Il est aussi possible que le lecteur s’interroge lui-même sur ce qu’incarne ce chef d’œuvre mondialement connu, sur ce qui en fait un chef d’œuvre, sur ce que lui-même y perçoit, ou au contraire sur ce qui en fait un portrait qui ne lui parle pas, à la surface duquel il reste. La relation à sa mère de Patrick est peut-être un peu appuyée, mais elle n’est pas moins universelle : chaque lectrice ou lecteur, quelle que soit sa situation, s’est interrogé dessus, a dû entamer ou faire le chemin de la séparation d’avec cette personne dans le ventre de laquelle il a vécu pendant la gestation, la personne qui a littéralement construit son corps. La représentation qu’en donne l’artiste s’avère très troublante : sa banalité, son visage dénué d’amour, mais aussi une forme de proximité physique attendrie. D’ailleurs, les dessins ne dégagent pas de fadeur, en fait ils montrent bien le quotidien de Patrick avec un bon niveau de détails dans les représentations, des zones du Louvre, immédiatement indentifiables, une Joconde très fidèle, aussi vraie que nature, quelques statues, d’autres œuvres d’art. Patrick baigne chaque jour dans des chefs d’œuvre, et cela finit par provoquer le lecteur sur sa propre relation à l’art. sa façon de les considérer, de les interpréter, de leur imposer le sens qu’il leur donne. Patrick lui-même donne plusieurs sens successifs à la Joconde : en fonction de son état d’esprit, Mona Lisa incarne une personne ou quelque chose de différent. Le sens est dans l’œil de celui qui contemple l’œuvre. Le lecteur n’est pas dupe : il sait que lui-même effectue sa propre interprétation et qu’elle s’avère changeante en fonction de son état d’esprit. Autant d’interprétations ou de sens à une œuvre d’art, que de personnes qui la contemplent. Et par voie de transposition, autant de sens possibles à cette bande dessinée qu’il est en train de lire.

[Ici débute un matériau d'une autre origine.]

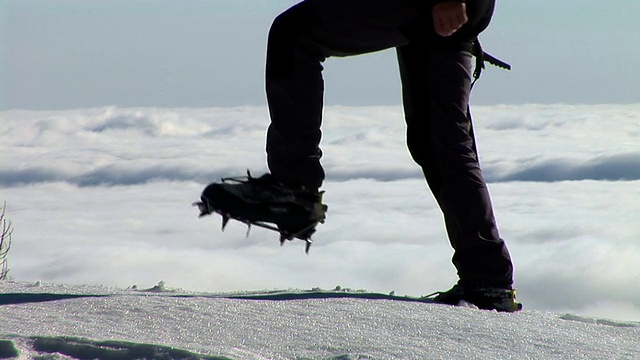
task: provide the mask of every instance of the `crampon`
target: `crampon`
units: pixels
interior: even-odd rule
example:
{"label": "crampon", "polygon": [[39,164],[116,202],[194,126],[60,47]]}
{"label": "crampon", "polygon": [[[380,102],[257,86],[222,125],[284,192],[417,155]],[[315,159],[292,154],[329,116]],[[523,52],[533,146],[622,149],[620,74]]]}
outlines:
{"label": "crampon", "polygon": [[322,204],[322,192],[310,192],[304,188],[292,188],[275,182],[267,174],[254,178],[222,178],[209,184],[202,192],[201,201],[194,202],[200,210],[199,217],[212,213],[222,216],[222,231],[233,219],[247,225],[276,231],[280,244],[285,240],[300,239],[309,252],[318,223],[324,223],[327,206]]}

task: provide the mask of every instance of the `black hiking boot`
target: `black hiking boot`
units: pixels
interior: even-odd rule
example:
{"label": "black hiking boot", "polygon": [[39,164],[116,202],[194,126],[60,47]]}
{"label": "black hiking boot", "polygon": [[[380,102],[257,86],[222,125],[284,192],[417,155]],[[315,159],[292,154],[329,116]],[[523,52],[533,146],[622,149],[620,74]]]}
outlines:
{"label": "black hiking boot", "polygon": [[212,212],[222,215],[222,229],[229,219],[257,225],[280,233],[280,242],[294,238],[311,245],[316,225],[323,223],[327,206],[322,192],[282,184],[270,174],[254,178],[223,178],[209,184],[195,203],[200,216]]}
{"label": "black hiking boot", "polygon": [[516,312],[522,310],[522,304],[516,301],[515,289],[473,288],[456,284],[448,291],[436,292],[426,298],[437,303],[458,305],[466,301],[482,310]]}

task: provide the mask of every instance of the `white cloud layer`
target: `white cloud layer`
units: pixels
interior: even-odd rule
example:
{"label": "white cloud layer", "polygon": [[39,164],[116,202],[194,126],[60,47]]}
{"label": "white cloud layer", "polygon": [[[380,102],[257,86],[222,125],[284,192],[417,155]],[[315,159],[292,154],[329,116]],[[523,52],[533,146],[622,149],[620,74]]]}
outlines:
{"label": "white cloud layer", "polygon": [[[474,111],[527,308],[640,319],[640,105]],[[329,107],[327,222],[303,244],[190,203],[266,171],[262,107],[0,113],[0,199],[19,280],[229,291],[335,285],[424,294],[455,282],[399,107]]]}

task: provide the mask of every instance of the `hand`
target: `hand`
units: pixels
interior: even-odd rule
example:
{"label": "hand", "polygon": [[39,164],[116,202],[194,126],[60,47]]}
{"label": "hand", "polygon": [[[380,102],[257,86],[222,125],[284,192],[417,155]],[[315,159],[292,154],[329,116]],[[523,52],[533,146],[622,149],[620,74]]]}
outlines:
{"label": "hand", "polygon": [[451,36],[469,21],[467,5],[460,1],[445,1],[433,7],[433,27],[440,36]]}

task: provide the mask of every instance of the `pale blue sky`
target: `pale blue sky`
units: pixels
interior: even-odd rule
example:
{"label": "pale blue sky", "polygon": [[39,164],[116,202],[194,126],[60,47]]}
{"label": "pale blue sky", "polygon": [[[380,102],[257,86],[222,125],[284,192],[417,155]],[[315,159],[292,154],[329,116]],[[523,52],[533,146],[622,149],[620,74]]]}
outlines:
{"label": "pale blue sky", "polygon": [[[0,0],[0,110],[262,105],[266,35],[294,0]],[[637,103],[640,2],[498,1],[476,104]],[[325,66],[328,104],[400,103],[395,53]]]}

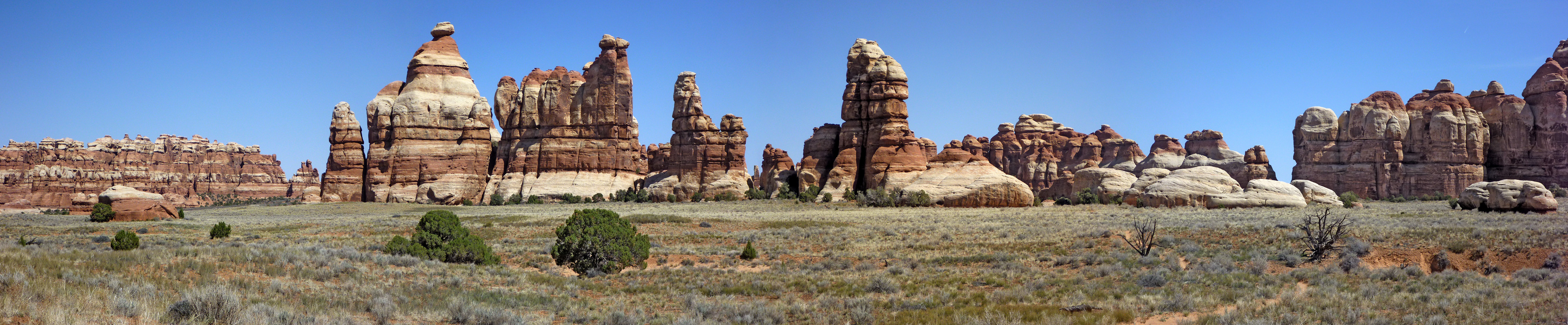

D’ailleurs, comment lui arrivent-elles ces interprétations à Patrick ? Des réminiscences de ce qu’il a pu entendre des guides, certaines très séduisantes ? Peut-être des lectures faites par lui-même ? Ou une discussion avec un libraire ? Une librairie bien étrange que celle dans laquelle il pénètre, avec un libraire qui ne s’occupe que de cet unique client, de manière plus ou moins sibylline, et une pièce cocon envahie de livres dans laquelle il doit faire bon se réfugier. Cette exhortation en latin : Sapere Vedere, c’est-à-dire Savoir voir. Et puis ce voyage, ou plutôt ces voyages dans le monde de Mona Lisa, dans l’environnement du tableau, et hors cadre : de belles métaphores visuelles, à commencer par Sortir du cadre. L’enfant dans l’œuf, des inventions de Léonard de Vinci : voilà qui rappelle que le créateur de ce tableau était un génie. L’artiste aménage des visuels du maître, et leur choix atteste du fait que la scénariste a fait plus que survoler quelques images sur la toile. Le lecteur acquiert la conviction qu’elle-même a effectué ce cheminement de s’interroger sur son rapport aux œuvres d’art. À chaque fois, Mona Lisa prend les traits d’une personne différente, une projection de Patrick sur cette femme en fonction de ce qui accapare ses pensées. Progressivement, il se produit une catharsis au travers de la contemplation du tableau et de ce qu’il y projette. La Joconde reste inchangée, mais à chaque fois il la regarde d’un œil neuf, ou en tout cas différent, ce que montrent bien les dessins. Lors de sa rencontre suivante avec le libraire, celui-ci évoque la technique du sfumato, utilisée par de Vinci. Une autre métaphore s’impose : cela correspond également à l’effet produit par les réflexions et rêveries de Patrick sur lui-même. Jusqu’à cette image saisissante en page cent-neuf, d’un facsimilé de radiographie du tableau de la Joconde : il n’y a quasiment plus de personnage car il s’est ouvert aux autres, il a pour partie gommé ses propres frontières.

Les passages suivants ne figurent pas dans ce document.